For languages like C where lexing depends on parse state (typedef disambiguation):

```rust
struct CActions {
    typedefs: HashSet<String>,
}

impl C11Actions for CActions {
    fn typedef_declaration(&mut self, name: String, ...) -> Declaration {
        self.typedefs.insert(name.clone());
        // ...
    }
}

// In your parse loop:
loop {
    // Lexer sees current typedef set
    let token = lexer.next(&actions.typedefs)?;
    parser.push(token, &mut actions)?;
}
```

The push-based architecture makes this natural - you control the loop.

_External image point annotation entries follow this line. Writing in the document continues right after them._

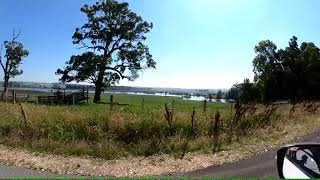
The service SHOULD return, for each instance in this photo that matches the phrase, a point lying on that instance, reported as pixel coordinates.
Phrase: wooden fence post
(111, 101)
(87, 95)
(205, 106)
(142, 103)
(14, 96)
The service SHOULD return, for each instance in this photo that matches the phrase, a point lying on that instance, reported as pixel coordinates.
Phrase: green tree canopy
(113, 37)
(12, 59)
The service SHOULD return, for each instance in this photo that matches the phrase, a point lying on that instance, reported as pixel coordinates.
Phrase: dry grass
(97, 131)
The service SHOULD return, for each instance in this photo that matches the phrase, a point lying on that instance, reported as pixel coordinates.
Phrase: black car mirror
(299, 161)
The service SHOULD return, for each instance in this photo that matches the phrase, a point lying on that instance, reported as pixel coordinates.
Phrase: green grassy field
(133, 130)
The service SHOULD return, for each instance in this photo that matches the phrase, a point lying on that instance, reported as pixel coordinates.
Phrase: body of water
(190, 98)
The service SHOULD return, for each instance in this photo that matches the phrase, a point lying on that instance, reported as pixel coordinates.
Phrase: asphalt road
(260, 166)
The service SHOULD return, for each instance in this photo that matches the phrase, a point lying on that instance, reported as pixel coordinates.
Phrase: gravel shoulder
(158, 165)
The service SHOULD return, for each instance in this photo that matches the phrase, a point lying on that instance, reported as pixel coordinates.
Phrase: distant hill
(150, 90)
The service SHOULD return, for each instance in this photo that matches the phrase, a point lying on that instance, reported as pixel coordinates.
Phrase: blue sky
(196, 43)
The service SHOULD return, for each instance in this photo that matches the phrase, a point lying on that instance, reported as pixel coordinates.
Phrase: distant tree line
(292, 73)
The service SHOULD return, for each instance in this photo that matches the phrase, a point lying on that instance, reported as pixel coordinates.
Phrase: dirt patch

### Multiple Implementations

The same grammar can have multiple action implementations:

```rust
// Evaluator
impl CalcTypes for Evaluator { type Expr = f64; /* ... */ }
impl CalcActions for Evaluator {
    fn binop(&mut self, l: f64, op: char, r: f64) -> Result<f64, ParseError> { /* evaluate */ }
}

// AST Builder
impl CalcTypes for AstBuilder { type Expr = AstNode; /* ... */ }
impl CalcActions for AstBuilder {
    fn binop(&mut self, l: AstNode, op: char, r: AstNode) -> Result<AstNode, ParseError> { /* build tree */ }
}

// Pretty Printer
impl CalcTypes for Printer { type Expr = String; /* ... */ }
impl CalcActions for Printer {
    fn binop(&mut self, l: String, op: char, r: String) -> Result<String, ParseError> { /* format */ }
}
```

### Runtime Grammar API

For dynamic grammars, use the library API directly:

```rust
use gazelle::{parse_grammar, GrammarBuilder};
use gazelle::table::CompiledTable;
use gazelle::runtime::{Parser, Token};

// Parse from string
let grammar = parse_grammar(r#"
    grammar Expr {
        start expr;
        terminals { NUM, PLUS }
        expr = expr PLUS expr | NUM;
    }
"#)?;

// Or build programmatically
let mut gb = GrammarBuilder::new();
let num = gb.t("NUM");
let plus = gb.t("PLUS");
let expr = gb.nt("expr");
gb.rule(expr, vec![expr, plus, expr]);
gb.rule(expr, vec![num]);
let grammar = gb.build();

// Compile and use
let compiled = CompiledTable::build(&grammar);
let mut parser = Parser::new(compiled.table());

// Push tokens with maybe_reduce/shift
let num_id = compiled.symbol_id("NUM").unwrap();
let token = Token::new(num_id);

while let Some((rule, len, start_idx)) = parser.maybe_reduce(Some(&token))? {
    // Handle reduction
}
parser.shift(&token);
```

---

## Error Messages

### Parse Errors

```
unexpected 'STAR', expected: NUM, LPAREN
  after: expr PLUS
  in expr: expr • OP expr
```

### Conflict Errors

```
Shift/reduce conflict on 'IDENT':
  - Shift (continue parsing)
  - Reduce by: __ident_dot_star -> (empty)

Parser state when seeing 'IDENT':
  arg -> • IDENT EQ path  [shift]
  arg -> • path
  __ident_dot_star -> •  [reduce on IDENT]
```

Use `expect N rr;` / `expect N sr;` to acknowledge known conflicts.